Some of you may have received a warning from the Google Management Console about new privacy and security settings that require action soon. If you received that email, a link in the email takes you to the Alert Center in your dashboard where you can read more information. If you did not receive the email, you can access the Alert Center and look for the “Security update for Drive” or you can read the bulletin here: https://workspaceupdates.googleblog.com/2021/06/drive-file-link-updates.html
Essentially, Google is changing the privacy settings for links in Drive and YouTube. Links will now have a “resource key” attached to them. This makes it harder for users to guess links and watch unlisted videos in YouTube and improves the security of Google Drive files. If you have already viewed the shared file prior to this change, you will continue to have access to the file. If you are a new visitor to the file, you will be denied access to that old link and need to access the file with Google’s new sharing link scheme with the resource key attached. This will only impact Google Drive files that are shared with a link – anything that is shared “public on the web” will not be impacted.

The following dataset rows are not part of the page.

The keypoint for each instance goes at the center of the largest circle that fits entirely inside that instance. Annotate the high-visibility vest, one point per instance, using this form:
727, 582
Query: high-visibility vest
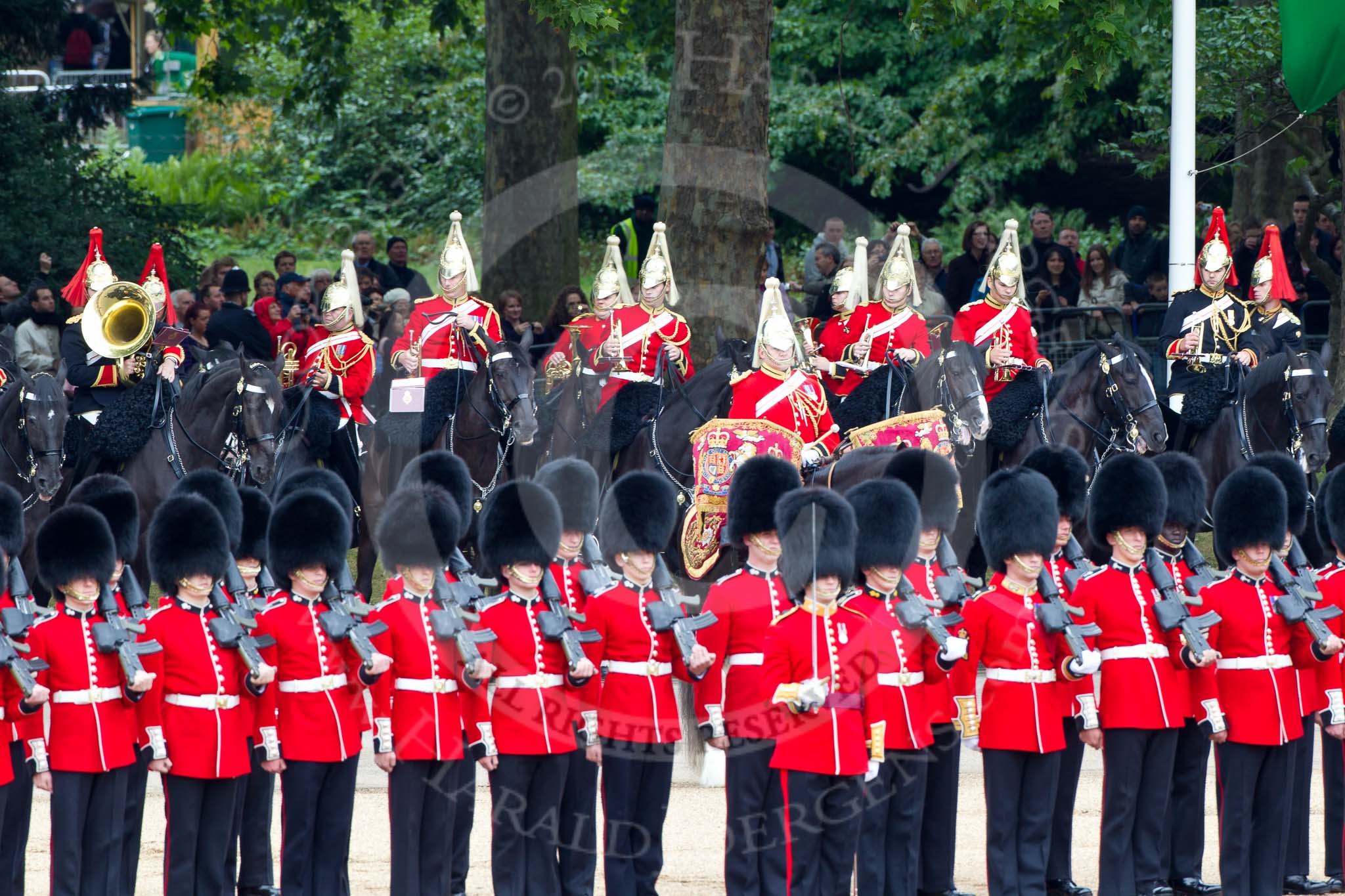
631, 258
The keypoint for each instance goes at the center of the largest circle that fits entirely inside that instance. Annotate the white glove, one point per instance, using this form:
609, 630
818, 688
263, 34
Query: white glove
954, 649
1086, 666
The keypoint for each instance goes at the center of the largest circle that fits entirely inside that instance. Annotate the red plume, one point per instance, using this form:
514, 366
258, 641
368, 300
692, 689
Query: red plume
1281, 286
1219, 228
155, 265
76, 293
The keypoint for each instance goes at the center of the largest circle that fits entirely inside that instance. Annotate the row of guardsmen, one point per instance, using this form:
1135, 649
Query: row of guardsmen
820, 668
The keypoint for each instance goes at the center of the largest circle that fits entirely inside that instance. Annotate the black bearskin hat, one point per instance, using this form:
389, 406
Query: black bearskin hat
753, 492
73, 543
934, 480
256, 519
222, 495
1128, 490
1069, 475
888, 516
186, 536
1017, 515
521, 523
305, 528
1250, 508
319, 479
1292, 476
114, 498
449, 472
639, 513
817, 536
11, 522
1187, 488
575, 486
418, 527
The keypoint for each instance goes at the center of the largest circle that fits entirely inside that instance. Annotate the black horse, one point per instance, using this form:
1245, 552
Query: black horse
491, 413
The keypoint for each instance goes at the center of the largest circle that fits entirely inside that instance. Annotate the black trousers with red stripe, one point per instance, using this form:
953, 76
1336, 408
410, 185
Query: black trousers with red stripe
201, 821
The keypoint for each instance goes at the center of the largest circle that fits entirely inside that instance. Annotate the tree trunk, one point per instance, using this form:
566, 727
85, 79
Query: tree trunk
715, 163
530, 219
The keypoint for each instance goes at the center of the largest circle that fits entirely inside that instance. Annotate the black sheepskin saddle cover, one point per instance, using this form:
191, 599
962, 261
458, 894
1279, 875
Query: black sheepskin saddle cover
622, 418
318, 421
420, 430
1012, 412
123, 427
1206, 399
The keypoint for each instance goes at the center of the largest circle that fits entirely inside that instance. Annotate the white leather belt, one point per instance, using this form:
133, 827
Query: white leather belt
88, 696
204, 702
900, 679
426, 685
650, 670
1136, 652
313, 685
1277, 661
1023, 676
540, 680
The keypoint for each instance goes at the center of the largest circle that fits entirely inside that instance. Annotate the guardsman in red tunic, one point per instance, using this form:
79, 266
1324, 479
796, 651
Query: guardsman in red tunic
417, 712
640, 332
195, 717
1184, 829
1001, 323
888, 513
934, 480
638, 715
1069, 475
1017, 729
1255, 688
820, 677
730, 708
780, 387
451, 331
575, 486
307, 723
91, 742
522, 731
1138, 714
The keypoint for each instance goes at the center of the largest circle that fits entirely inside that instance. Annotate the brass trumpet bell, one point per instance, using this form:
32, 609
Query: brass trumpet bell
119, 320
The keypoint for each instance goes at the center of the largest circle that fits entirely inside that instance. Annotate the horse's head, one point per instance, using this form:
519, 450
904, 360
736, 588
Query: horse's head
42, 417
509, 368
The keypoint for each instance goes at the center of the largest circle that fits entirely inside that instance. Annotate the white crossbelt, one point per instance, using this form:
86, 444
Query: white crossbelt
650, 670
1021, 676
540, 680
204, 702
426, 685
313, 685
88, 696
1136, 652
900, 679
1278, 661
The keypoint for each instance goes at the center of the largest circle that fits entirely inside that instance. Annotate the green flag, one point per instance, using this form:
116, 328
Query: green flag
1313, 50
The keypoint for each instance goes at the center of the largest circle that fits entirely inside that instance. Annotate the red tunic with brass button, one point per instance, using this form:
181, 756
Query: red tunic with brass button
839, 738
636, 704
794, 400
981, 322
313, 700
435, 326
1139, 661
93, 717
744, 605
416, 703
1003, 634
1259, 702
208, 738
526, 704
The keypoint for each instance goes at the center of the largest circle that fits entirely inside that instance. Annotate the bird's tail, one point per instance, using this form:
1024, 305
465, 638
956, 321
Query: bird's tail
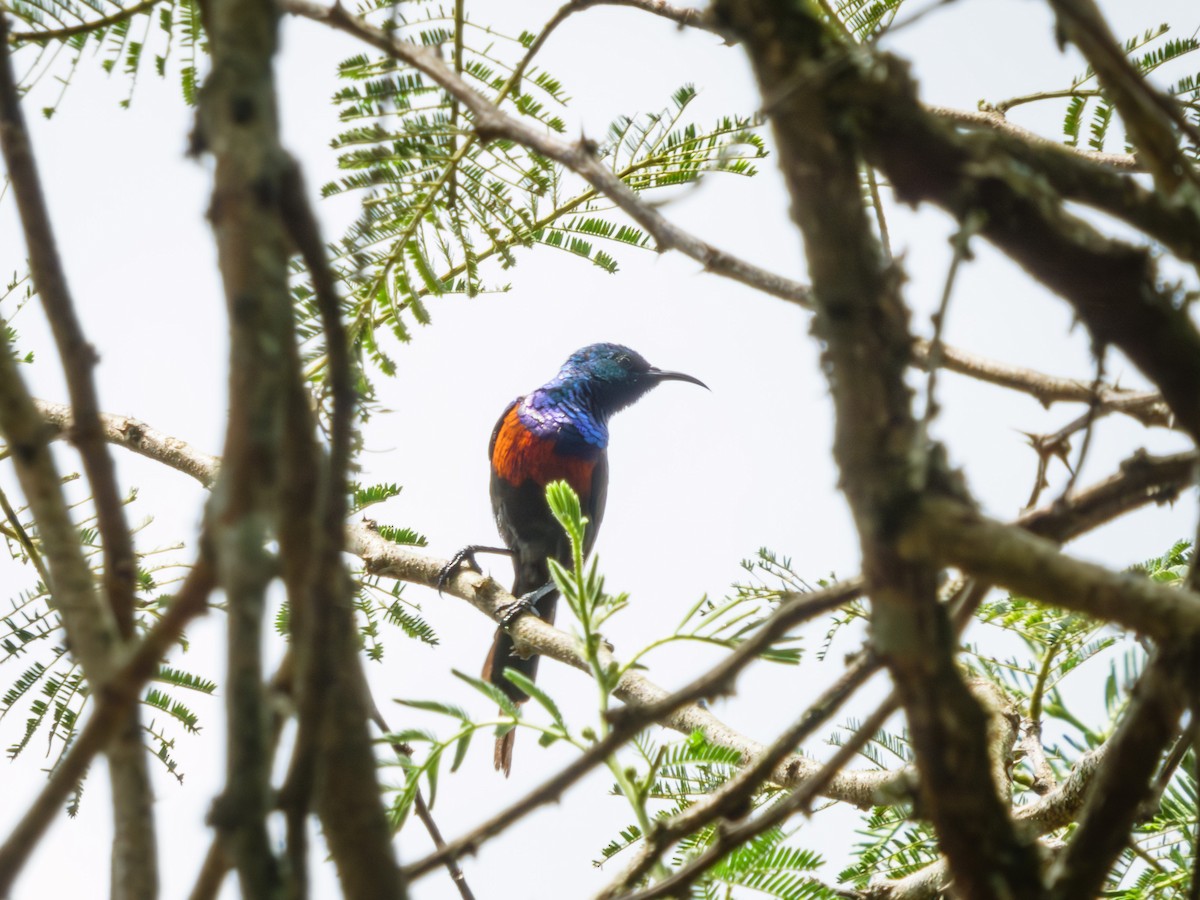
504, 655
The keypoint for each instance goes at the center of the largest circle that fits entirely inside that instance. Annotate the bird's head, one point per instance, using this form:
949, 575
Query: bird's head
615, 376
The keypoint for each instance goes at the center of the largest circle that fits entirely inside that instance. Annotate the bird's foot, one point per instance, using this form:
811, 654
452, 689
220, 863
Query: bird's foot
466, 557
526, 603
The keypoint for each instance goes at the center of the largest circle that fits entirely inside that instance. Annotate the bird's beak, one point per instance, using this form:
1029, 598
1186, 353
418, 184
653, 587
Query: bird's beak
659, 375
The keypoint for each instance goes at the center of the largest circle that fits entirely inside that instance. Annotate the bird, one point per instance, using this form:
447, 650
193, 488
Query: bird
558, 431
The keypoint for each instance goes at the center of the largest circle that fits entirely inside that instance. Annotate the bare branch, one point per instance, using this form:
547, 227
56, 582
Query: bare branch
958, 535
135, 855
885, 462
636, 715
63, 34
238, 123
996, 121
491, 124
1147, 407
1150, 118
142, 439
925, 160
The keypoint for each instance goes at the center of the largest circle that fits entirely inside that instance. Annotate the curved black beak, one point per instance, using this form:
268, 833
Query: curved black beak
658, 373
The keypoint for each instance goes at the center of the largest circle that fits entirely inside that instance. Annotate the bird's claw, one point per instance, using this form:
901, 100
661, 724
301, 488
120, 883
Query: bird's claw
526, 603
465, 556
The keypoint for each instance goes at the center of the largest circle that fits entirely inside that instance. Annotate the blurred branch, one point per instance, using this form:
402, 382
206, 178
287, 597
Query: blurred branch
63, 34
334, 754
1150, 117
1146, 407
1123, 779
996, 121
927, 160
115, 696
237, 123
885, 462
135, 855
955, 534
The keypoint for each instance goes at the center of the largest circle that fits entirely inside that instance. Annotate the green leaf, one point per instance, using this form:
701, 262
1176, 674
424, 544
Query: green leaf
491, 691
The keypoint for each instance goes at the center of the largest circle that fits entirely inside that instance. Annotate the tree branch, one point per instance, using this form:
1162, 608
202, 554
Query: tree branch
135, 857
63, 34
995, 120
953, 533
925, 160
114, 699
881, 454
491, 124
1146, 407
1123, 780
1150, 118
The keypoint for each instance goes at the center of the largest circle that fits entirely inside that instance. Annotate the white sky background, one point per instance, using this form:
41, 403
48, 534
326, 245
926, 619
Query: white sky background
699, 480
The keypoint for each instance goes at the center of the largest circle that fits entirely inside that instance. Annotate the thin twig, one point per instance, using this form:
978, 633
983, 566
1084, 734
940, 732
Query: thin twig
637, 714
63, 34
493, 124
115, 696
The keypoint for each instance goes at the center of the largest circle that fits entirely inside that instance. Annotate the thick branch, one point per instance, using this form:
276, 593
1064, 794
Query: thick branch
1150, 117
1113, 286
997, 121
879, 445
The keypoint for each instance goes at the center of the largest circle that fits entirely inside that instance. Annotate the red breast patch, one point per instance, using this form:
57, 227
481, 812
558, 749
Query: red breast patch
519, 455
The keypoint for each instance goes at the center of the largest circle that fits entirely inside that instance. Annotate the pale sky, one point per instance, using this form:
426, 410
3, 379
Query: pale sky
699, 480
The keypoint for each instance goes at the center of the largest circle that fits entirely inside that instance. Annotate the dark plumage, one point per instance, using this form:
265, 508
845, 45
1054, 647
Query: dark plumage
558, 431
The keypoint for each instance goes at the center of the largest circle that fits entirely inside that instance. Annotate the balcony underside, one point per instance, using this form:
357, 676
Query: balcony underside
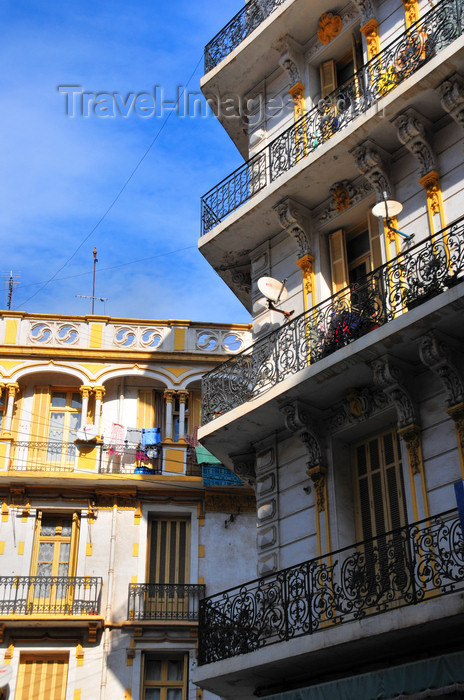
255, 58
309, 180
323, 384
398, 636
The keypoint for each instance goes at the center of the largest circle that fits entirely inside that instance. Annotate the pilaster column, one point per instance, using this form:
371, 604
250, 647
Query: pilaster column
390, 379
169, 398
436, 355
85, 393
299, 422
12, 389
183, 396
99, 394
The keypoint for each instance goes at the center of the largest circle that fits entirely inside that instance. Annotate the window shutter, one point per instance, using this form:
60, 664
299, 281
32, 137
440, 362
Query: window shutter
18, 407
376, 242
328, 71
145, 408
338, 261
40, 413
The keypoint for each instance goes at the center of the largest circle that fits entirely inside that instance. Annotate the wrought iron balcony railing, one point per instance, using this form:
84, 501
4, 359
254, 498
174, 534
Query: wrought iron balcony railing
405, 567
27, 456
418, 274
239, 27
164, 601
50, 595
394, 64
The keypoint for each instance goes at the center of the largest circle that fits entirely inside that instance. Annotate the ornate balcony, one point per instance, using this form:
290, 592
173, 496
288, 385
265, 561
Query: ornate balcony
404, 567
391, 67
50, 595
239, 27
52, 457
164, 601
415, 276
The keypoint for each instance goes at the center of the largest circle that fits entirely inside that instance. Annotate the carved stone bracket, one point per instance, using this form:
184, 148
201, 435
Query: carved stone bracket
389, 378
369, 162
244, 467
296, 220
452, 97
411, 435
436, 355
318, 476
299, 422
366, 9
358, 406
411, 133
291, 59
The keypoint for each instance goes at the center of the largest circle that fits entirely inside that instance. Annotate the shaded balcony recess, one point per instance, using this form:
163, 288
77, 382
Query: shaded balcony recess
391, 67
407, 566
420, 273
50, 595
235, 31
52, 457
164, 601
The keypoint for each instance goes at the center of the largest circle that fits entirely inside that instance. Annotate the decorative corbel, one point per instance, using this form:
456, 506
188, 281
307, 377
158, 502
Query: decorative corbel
244, 467
411, 133
295, 219
451, 92
389, 378
369, 163
366, 10
291, 58
299, 422
437, 356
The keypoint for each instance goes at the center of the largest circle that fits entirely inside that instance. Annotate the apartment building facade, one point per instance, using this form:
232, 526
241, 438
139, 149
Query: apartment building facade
109, 535
347, 409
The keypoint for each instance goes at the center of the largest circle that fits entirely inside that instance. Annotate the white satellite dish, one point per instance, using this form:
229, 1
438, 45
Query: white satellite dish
272, 289
88, 432
6, 674
387, 208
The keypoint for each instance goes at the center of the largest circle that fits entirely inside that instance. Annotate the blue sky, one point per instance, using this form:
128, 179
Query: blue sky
60, 174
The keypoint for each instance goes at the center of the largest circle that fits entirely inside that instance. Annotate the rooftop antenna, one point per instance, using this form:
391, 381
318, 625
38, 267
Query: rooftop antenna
93, 297
11, 282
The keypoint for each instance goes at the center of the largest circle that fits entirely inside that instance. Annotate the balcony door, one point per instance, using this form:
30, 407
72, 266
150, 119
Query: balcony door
53, 564
380, 508
169, 562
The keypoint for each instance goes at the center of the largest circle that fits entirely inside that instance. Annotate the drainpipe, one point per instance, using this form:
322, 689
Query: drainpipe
109, 598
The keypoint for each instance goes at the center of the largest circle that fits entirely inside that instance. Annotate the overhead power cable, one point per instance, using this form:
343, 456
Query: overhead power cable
121, 190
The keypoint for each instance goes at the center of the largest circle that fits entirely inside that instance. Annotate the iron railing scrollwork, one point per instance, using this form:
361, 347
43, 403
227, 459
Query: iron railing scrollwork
50, 595
164, 601
394, 64
239, 27
404, 567
418, 274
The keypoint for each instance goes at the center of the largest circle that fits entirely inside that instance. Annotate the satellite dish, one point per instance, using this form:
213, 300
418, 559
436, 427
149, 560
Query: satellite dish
6, 674
88, 432
387, 208
272, 289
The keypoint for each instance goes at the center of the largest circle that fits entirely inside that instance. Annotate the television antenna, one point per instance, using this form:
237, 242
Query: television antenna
275, 292
11, 282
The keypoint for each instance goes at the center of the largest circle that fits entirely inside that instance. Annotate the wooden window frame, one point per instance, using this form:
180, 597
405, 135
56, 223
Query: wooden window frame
164, 685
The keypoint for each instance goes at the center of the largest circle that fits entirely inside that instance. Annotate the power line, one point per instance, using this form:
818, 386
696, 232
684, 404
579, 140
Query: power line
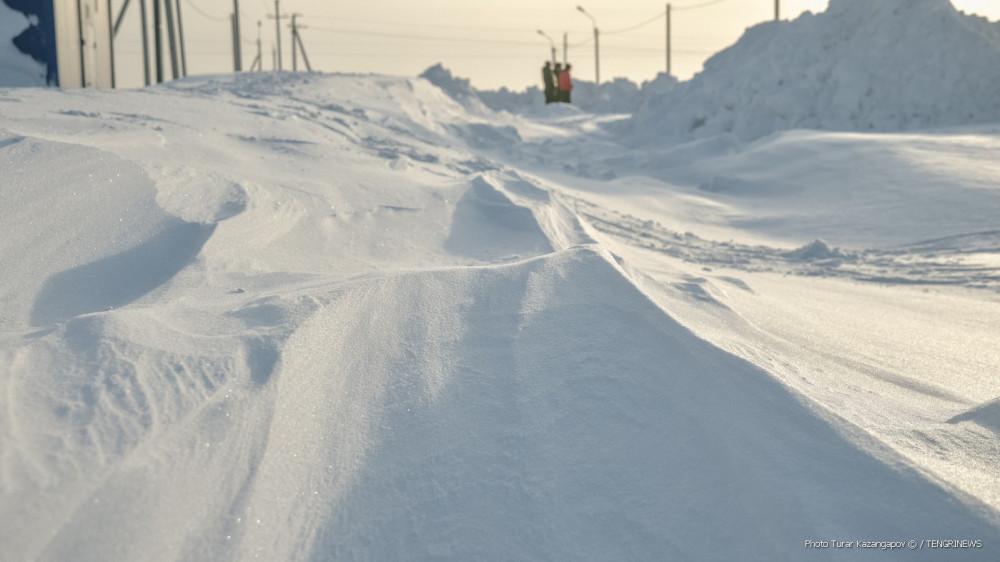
411, 24
636, 26
697, 6
199, 10
421, 37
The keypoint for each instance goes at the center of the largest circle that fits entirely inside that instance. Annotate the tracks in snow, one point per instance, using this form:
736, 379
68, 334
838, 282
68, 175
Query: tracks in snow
970, 261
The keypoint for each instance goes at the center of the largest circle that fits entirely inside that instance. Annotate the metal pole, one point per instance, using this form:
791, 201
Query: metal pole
158, 41
145, 41
295, 35
180, 31
121, 15
237, 48
668, 39
597, 46
171, 35
305, 58
83, 44
111, 43
597, 56
277, 25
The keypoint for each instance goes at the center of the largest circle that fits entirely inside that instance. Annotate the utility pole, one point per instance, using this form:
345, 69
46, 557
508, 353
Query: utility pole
277, 30
180, 39
111, 40
295, 59
298, 40
551, 42
597, 46
237, 49
157, 41
168, 6
668, 38
145, 42
258, 60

It appears that this will most largely impact schools that use Google Drive to share content to patrons on your website (concussion forms, lunch menus, board documents, etc.).
Within the Alert Center in the admin console, we can see how many files will be impacted across your domain. We cannot see which unique users or files are impacted.
The default Google decision will be to apply the security update with the option for users to remove it for specific files. After this setting is selected, with the checkbox to allow users to remove/apply the security updates for files they own or manage, users will be able to receive alerts from Google about impacted files. They will start receiving the alerts on July 26, 2021 and will have until September 13, 2021 to remove the security settings for any files that need to remain public.
(screenshot of setting below)
The second option of “remove security update from all impacted files” will keep these open to the public and not add the resource key to limit future viewing/improve security.